Cluster 2 with most common (likely correct) spelling Contrivan and likely misspellings ['Contzivan' 'Chntrivan' 'ioptrovan' 'iontrivan' 'Coytrivan' 'Cowtrivan'
 'Contrnvnn' 'Contrixfn' 'Contriwan' 'Contrivpn' 'Cdntrixan' 'Contrivam'
 'Contrisan' 'Contrihan' 'Contrdvan' 'Conqrdvan' 'Connrivan' 'Condrivan'
 'Codtrivan' 'Cobtrivan' 'oontlgvan'].
Cluster 3 with most common (likely correct) spelling Genericon and likely misspellings ['Genwhmcon' 'Gjnericon' 'Gszericon'].

Let’s see how it works when we apply the spelling correction:

# we just replace each medication in data by its correct spelling if it's in replacement_dict
# if not keep the original spelling
corrected_data = [replace_dict.get(dt, dt) for dt in data]
corrected_unique_examples, corrected_counts = np.unique(corrected_data, return_counts=True)
corrected_series = pd.Series(corrected_counts, index=corrected_unique_examples)

And we can do the same plot as before, just with the corrected data.

corrected_series.plot.bar(figsize=(20, 10))
_=plt.xlabel('Medication name')
_=plt.ylabel('Counts')

Luckily (and by choosing a simple example and the right clustering cutoff parameter) we correct all spelling mistakes.

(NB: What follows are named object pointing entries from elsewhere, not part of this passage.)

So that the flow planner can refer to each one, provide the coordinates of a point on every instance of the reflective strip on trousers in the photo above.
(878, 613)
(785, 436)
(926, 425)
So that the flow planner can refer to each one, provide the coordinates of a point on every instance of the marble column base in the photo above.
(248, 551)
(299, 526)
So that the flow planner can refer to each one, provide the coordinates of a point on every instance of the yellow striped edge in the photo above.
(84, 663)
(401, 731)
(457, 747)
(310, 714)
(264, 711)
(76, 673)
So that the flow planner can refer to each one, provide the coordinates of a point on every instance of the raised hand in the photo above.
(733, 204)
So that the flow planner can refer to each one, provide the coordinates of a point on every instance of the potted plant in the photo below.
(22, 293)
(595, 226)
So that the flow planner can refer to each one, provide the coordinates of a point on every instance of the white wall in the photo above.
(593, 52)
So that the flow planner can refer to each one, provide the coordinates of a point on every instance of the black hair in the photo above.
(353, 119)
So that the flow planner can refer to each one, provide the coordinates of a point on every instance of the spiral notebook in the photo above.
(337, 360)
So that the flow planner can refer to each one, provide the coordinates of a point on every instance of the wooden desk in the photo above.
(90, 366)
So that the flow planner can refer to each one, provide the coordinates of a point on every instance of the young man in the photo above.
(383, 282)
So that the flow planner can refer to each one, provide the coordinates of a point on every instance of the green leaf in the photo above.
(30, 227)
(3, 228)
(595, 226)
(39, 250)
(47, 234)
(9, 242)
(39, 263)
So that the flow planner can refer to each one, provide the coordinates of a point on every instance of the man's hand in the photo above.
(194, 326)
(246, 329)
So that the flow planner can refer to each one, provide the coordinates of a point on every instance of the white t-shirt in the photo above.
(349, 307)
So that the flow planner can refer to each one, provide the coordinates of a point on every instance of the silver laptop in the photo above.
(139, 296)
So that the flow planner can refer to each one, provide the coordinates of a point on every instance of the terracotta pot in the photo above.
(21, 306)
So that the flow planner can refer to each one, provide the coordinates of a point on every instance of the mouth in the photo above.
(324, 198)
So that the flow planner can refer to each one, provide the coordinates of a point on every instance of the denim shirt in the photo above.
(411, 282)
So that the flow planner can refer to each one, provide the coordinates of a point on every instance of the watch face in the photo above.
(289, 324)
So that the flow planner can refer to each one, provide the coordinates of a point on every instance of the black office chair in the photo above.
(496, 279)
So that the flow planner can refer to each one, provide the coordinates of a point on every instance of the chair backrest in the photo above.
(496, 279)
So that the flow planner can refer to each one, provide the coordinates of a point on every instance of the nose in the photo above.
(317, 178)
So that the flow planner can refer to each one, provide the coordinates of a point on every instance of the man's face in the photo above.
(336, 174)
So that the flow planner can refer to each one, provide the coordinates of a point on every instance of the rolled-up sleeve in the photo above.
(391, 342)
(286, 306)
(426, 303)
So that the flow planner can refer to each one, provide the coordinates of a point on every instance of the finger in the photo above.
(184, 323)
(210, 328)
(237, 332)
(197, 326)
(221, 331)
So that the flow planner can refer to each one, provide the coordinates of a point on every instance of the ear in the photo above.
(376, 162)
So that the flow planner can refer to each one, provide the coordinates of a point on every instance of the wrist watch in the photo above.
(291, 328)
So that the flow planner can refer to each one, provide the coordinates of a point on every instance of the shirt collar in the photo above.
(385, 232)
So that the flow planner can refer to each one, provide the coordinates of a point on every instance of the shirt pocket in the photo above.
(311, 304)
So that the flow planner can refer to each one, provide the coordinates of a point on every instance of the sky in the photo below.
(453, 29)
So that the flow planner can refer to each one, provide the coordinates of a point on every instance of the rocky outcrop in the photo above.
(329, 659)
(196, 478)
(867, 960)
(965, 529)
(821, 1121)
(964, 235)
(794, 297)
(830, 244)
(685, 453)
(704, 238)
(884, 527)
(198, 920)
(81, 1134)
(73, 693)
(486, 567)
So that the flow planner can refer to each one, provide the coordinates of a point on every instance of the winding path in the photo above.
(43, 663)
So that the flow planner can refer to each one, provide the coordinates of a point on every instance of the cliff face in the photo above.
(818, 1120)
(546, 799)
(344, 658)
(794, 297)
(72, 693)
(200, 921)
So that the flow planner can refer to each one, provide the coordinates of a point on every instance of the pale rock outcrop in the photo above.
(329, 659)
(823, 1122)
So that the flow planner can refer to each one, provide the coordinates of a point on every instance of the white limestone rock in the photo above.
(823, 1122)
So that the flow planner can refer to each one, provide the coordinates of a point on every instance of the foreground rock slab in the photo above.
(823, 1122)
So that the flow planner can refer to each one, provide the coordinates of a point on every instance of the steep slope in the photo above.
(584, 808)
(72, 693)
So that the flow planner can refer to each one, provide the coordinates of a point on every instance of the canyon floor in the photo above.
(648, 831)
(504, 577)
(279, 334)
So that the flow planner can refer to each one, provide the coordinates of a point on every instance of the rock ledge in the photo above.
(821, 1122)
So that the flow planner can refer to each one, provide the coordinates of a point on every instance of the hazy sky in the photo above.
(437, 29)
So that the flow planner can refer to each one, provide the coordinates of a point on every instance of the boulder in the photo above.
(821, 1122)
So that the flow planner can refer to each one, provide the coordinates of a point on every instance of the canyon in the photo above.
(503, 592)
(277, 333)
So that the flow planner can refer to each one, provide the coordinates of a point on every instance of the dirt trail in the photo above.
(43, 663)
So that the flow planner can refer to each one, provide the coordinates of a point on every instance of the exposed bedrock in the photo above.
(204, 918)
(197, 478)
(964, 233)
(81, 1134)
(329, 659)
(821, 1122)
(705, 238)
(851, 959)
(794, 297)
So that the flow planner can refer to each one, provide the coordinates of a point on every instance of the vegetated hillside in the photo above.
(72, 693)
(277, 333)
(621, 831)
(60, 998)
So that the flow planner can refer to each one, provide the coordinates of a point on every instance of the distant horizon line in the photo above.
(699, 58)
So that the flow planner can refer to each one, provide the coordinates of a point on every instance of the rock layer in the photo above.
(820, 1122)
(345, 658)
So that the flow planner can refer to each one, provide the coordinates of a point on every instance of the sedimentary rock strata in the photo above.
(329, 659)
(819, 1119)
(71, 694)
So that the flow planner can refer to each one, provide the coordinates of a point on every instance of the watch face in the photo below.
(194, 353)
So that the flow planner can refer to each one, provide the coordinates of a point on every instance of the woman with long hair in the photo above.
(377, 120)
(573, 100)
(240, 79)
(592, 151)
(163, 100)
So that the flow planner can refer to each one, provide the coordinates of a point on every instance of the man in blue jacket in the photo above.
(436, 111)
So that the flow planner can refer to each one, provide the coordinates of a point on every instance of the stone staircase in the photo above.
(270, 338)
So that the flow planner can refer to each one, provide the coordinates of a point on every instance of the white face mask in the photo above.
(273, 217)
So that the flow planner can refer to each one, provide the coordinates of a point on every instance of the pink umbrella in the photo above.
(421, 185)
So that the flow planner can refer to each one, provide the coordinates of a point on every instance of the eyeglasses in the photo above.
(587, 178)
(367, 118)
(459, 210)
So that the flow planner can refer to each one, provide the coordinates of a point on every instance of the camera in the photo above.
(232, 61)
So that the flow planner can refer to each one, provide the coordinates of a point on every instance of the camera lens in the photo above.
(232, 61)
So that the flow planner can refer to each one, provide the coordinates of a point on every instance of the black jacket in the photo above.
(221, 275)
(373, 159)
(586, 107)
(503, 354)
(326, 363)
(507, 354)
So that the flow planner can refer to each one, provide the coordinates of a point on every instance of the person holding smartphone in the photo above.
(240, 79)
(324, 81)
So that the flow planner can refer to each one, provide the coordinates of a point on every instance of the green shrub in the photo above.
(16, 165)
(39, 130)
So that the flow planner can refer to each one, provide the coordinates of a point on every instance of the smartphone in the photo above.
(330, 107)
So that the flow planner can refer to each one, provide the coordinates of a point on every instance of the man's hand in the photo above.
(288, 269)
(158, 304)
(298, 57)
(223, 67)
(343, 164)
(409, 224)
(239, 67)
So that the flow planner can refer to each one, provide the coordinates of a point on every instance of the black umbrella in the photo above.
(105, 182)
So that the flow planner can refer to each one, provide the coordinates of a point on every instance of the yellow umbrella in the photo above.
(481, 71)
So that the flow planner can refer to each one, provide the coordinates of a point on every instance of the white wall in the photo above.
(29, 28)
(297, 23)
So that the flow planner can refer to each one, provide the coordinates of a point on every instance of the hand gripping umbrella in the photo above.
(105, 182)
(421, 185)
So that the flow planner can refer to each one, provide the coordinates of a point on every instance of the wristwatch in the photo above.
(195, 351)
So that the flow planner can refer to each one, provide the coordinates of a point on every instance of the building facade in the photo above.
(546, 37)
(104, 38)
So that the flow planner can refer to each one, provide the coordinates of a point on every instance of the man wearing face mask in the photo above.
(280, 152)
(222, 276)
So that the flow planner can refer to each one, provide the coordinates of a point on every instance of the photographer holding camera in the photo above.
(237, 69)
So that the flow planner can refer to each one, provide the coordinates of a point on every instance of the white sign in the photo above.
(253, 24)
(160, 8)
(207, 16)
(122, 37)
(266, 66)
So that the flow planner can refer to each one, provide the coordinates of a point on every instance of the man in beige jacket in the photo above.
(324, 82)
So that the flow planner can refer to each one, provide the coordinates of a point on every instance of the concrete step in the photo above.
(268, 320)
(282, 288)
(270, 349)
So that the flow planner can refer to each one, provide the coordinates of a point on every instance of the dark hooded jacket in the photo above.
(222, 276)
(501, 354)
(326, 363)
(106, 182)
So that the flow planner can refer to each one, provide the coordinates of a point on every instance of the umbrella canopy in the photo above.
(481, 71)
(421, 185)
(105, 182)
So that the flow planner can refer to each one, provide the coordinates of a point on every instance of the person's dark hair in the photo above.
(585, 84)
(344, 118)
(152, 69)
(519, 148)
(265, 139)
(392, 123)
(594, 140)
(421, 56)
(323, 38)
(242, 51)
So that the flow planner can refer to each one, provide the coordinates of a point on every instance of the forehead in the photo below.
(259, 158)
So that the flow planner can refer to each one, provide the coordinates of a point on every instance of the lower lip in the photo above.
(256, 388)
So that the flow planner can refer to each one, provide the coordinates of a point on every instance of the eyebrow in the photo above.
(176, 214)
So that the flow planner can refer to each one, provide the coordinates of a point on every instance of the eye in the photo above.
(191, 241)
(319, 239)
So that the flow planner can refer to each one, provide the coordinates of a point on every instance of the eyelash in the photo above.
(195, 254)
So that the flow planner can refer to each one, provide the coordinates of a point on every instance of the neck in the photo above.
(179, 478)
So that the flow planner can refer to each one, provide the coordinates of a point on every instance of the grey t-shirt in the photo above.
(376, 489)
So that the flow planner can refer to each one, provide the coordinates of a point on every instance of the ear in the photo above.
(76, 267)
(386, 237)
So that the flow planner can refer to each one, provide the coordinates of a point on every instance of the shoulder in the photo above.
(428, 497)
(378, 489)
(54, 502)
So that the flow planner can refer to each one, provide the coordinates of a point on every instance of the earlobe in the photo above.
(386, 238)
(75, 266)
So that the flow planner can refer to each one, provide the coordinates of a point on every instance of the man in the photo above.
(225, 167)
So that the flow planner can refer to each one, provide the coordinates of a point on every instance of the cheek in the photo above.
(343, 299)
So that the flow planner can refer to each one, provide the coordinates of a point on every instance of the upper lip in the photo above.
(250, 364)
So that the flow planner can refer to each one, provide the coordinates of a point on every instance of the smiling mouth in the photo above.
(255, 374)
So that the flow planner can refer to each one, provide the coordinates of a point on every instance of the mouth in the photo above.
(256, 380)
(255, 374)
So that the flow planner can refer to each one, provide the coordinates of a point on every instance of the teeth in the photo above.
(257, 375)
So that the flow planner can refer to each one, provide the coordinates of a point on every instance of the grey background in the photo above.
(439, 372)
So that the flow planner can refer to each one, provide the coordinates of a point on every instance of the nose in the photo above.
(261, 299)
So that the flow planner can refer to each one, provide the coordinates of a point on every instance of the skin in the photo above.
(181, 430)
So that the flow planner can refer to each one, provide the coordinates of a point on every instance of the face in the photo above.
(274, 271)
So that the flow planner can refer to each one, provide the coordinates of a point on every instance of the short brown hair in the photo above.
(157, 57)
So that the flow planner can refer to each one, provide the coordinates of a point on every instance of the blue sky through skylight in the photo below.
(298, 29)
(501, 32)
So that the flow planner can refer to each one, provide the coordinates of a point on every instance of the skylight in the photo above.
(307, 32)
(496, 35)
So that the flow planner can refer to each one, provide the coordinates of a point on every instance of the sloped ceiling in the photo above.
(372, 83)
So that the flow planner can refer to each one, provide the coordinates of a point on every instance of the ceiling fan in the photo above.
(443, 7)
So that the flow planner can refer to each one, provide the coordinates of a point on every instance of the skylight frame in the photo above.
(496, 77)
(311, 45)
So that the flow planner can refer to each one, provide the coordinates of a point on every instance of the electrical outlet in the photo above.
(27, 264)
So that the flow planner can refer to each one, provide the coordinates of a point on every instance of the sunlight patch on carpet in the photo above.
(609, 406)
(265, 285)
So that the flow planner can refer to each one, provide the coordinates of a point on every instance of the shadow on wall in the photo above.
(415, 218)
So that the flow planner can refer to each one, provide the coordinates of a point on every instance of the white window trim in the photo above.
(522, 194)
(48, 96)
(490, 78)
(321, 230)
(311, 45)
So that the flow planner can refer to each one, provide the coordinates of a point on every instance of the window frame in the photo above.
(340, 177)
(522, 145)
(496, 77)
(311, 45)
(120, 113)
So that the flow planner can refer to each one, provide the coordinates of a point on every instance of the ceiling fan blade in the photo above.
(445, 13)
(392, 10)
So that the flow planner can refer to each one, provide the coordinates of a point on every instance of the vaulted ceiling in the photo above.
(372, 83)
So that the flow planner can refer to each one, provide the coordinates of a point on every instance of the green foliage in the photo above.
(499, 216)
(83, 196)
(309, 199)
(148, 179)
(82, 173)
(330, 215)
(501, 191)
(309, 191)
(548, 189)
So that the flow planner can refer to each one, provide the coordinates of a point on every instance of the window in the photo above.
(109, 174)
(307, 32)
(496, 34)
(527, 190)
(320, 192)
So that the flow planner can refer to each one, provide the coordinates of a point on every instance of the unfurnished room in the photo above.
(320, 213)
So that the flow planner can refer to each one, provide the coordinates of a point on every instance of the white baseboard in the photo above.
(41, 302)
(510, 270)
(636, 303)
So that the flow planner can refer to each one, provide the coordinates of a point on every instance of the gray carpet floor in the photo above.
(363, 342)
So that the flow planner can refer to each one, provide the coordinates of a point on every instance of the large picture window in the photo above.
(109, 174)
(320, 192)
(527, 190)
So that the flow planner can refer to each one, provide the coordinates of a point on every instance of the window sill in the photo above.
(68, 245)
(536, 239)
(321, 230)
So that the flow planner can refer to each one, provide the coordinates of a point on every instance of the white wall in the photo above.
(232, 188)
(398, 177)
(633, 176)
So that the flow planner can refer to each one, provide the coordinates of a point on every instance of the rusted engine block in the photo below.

Hurrah!

What I hope this showcases is, how easy it is to implement an adhoc spelling mistake detector using dirty_cat to mitigate a problem that is all too common in the real world. In general, the best use for such a method is to give you an easy way to flag potential misspelling in an unsupervised fashion, not necessarily to automatically correct them.